Alien, alienígena, aliás, é o de fora, o estrangeiro – está na origem da palavra. Indígena é o de dentro – o natural de um lugar. E aí eu me dei conta de que: é questão de vida ou morte a gente defender o indígena.
Tem o indígena que vive em mim e que é seiva mesma do que sou. A alma domiciliada, o aqui-agora que não se alheia (aliena). Eu entro em contato com minhas emoções mais profundas. Eu as reconheço e aceito. A tarefa de me desanestesiar, de voltar a morar em mim, contra um mundo que tenta, a todo momento, nos embotar os sentidos. É preciso defender meu eu-indígena. É urgente que ele viva para que eu viva.
Mas também: é preciso defender o indígena que é o outro sem ser o alien. O indígena que sempre esteve nessas terras, que, inventadas fronteiras e bandeiras, agora chamamos de país. Aqueles que são os verdadeiros anfitriões, mas que sabem que somos todos hóspedes desse colo de terra que nos dá o chão e o alimento. É preciso defender o Xavante, o Yanomami, o Mebengokré. O Guarani, o Macuxi, o Yawalapiti. O índio, que não é um só, mas vários povos. O outro do outro, que somos nós, os alienígenas. Fomos nós que invadimos o mundo deles, né? Mesmo que você pense que não tem nada com isso porque nasceu há apenas trinta anos e tudo já seguia sendo enquanto você bebia água da torneira e comprava um hambúrguer na esquina.
Gabriel Paiva/Fotos Públicas
É preciso defender meu eu-indígena e urgente que ele viva para que eu viva
Nós, alienígenas, estamos matando a Terra, planeta-mãe, domicílio. Nosso sistema econômico é por princípio contrário a tudo que é vida. E ele engole a água, seca seus leitos, envenena seu fluxo, o solo, o fruto. Ele engole a floresta com fogo pra botar boi e grão que não alimenta. Ele engole a vida pra arrancar minério, matéria mineral, pra manter a roda girando. E a roda gira e atropela muitos, quase todos, pois é disso que se trata.
Há mais de 500 anos que os matamos, sucessivamente, em nome de quem? Há mais de 500 anos que eles morrem e vivem e vivem de novo, mas morrem muito, os indígenas. Não foi só há 500 anos, é hoje também.

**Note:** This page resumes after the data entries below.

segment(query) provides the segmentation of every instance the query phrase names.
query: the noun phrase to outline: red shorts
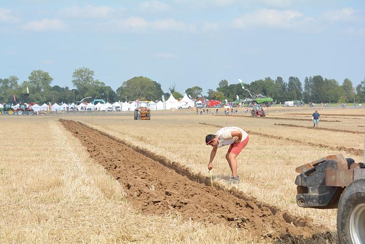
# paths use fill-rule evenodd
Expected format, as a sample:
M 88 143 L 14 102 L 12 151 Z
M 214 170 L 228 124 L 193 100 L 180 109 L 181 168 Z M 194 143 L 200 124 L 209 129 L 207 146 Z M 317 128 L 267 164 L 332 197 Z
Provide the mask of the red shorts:
M 236 144 L 232 143 L 231 144 L 231 146 L 230 146 L 229 149 L 228 149 L 228 153 L 232 153 L 236 155 L 238 155 L 239 154 L 239 153 L 241 152 L 242 150 L 244 148 L 246 145 L 247 145 L 248 143 L 248 136 L 239 143 Z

É de hoje e é de ontem que os matamos em nome do deus-dinheiro representado por um livro-bíblia em que um homem negro e socialista chamado Jesus é trocado por um de olhos azuis que diz que bandido bom é bandido morto e que nunca nunca aponta os verdadeiros bandidos da terra e da vida. Os verdadeiros bandidos, nós somos seus capangas. Triste sina. Como penso ser triste a mulher indígena que conheci anos atrás, em uma manifestação feminista, que se dizia ativista indígena, para, anos depois, ganhar dinheiro e notoriedade agindo contra os seus, em nome do outro, o pior.
Olha nossas mãos manchadas de sangue, de toda terra que não foi demarcada. Nós permitimos isso. E nós vemos, com um sentimento colossal de impotência, um vírus arrasar-lhes as aldeias. E permitimos também. Estamos todos morrendo, é verdade. Mas os indígenas, eles morrem de nós. Das nossas doenças. E nós, também, nós morremos de nós.
O capitalismo é uma doença. A exploração do homem pelo homem é uma doença. A exploração da mulher pelo homem é uma doença. A exploração dos bichos, das plantas, dos minerais, pelo insaciável homem.
Pode saber: quando o último índio cair, todos nós caímos juntos. É o indígena quem guarda aquilo sem o que nada é. O equilíbrio das coisas de dentro. A floresta de pé.
Pois então. A gente tem se anestesiado pra não desabar, confundindo isso com viver, não é mesmo?
Mas toma um gole dessa xícara amarga. Dizem que faz bem pro fígado e, sabe, a gente precisa da raiva. A gente precisa acordar dessa anestesia geral, generalizada, acordar talvez para a grande fúria.
Eu quero a Fúria ancestral de um país-Bacurau.